Frustrated colloidal ordering and fully packed loops in arrays of optical traps

TL;DR

This paper proposes a colloidal system in optical traps that models fully packed loops and related phases, providing a physical realization of complex loop models with potential applications in various experimental setups.

Contribution

It introduces a new colloidal system in honeycomb optical traps that realizes fully packed loop models and maps to Baxter's three-coloring problem, revealing diverse phases.

Findings

Identification of multiple phases including ordered, stripe, and disordered states.

Mapping of the system to Baxter's three-coloring problem.

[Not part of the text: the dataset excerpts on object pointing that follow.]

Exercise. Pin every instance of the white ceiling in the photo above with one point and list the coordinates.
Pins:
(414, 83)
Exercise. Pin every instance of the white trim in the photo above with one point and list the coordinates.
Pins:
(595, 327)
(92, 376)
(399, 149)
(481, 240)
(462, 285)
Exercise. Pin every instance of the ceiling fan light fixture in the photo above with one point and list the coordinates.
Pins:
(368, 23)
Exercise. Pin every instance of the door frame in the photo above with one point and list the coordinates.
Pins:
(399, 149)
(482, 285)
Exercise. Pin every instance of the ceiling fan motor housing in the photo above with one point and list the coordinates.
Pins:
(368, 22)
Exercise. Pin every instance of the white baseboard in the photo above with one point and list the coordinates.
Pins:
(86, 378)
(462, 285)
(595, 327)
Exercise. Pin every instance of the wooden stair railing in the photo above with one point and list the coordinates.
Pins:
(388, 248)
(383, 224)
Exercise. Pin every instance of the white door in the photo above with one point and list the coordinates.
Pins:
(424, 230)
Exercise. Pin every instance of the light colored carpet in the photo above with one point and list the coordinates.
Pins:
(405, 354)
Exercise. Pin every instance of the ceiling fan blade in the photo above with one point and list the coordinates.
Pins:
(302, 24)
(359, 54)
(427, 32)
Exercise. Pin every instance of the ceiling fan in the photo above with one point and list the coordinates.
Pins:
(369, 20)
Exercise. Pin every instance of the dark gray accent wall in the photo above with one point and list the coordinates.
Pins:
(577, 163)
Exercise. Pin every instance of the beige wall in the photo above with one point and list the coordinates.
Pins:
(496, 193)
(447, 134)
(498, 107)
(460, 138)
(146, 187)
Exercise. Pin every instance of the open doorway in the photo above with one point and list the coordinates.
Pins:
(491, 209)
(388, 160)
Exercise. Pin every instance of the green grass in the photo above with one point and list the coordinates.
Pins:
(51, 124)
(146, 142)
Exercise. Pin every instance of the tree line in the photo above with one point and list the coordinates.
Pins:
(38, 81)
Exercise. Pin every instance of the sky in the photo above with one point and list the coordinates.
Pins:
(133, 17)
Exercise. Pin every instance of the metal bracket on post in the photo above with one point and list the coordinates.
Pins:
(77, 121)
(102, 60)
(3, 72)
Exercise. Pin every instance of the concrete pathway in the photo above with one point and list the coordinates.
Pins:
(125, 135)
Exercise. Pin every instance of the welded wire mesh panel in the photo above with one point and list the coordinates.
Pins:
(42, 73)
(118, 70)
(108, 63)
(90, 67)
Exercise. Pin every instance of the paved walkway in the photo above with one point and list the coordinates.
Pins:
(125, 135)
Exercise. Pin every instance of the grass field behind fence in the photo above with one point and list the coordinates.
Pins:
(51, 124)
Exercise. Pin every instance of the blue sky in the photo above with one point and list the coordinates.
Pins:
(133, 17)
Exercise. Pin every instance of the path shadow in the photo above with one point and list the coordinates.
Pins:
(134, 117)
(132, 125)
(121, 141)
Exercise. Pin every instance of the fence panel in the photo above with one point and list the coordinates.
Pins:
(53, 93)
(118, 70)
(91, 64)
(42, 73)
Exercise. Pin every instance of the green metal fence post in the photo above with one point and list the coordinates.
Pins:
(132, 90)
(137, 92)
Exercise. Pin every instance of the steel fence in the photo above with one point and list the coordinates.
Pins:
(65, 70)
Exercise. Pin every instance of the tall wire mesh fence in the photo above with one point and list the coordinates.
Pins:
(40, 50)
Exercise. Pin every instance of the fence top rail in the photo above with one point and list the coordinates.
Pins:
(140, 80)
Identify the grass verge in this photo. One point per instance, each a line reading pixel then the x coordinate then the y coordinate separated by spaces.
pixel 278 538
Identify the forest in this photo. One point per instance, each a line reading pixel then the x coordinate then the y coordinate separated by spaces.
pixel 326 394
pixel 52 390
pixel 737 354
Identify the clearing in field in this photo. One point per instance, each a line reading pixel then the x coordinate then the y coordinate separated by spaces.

Potential experimental implementations using ion traps, BEC vortices, or magnetic vortices.

Abstract

We propose that a system of colloidal particles interacting with a honeycomb array of optical traps that each contain three wells can be used to realize a fully packed loop model. One of the phases in this system can be mapped to Baxter's three-coloring problem, offering an easily accessible physical realization of this problem. As a function of temperature and interaction strength, we find a series of phases, including long range ordered loop or stripe states, stripes with sliding symmetries, random packed loop states, and disordered states in which the loops break apart. Our geometry could be constructed using ion trap arrays, BEC vortices in optical traps, or magnetic vortices in nanostructured superconductors.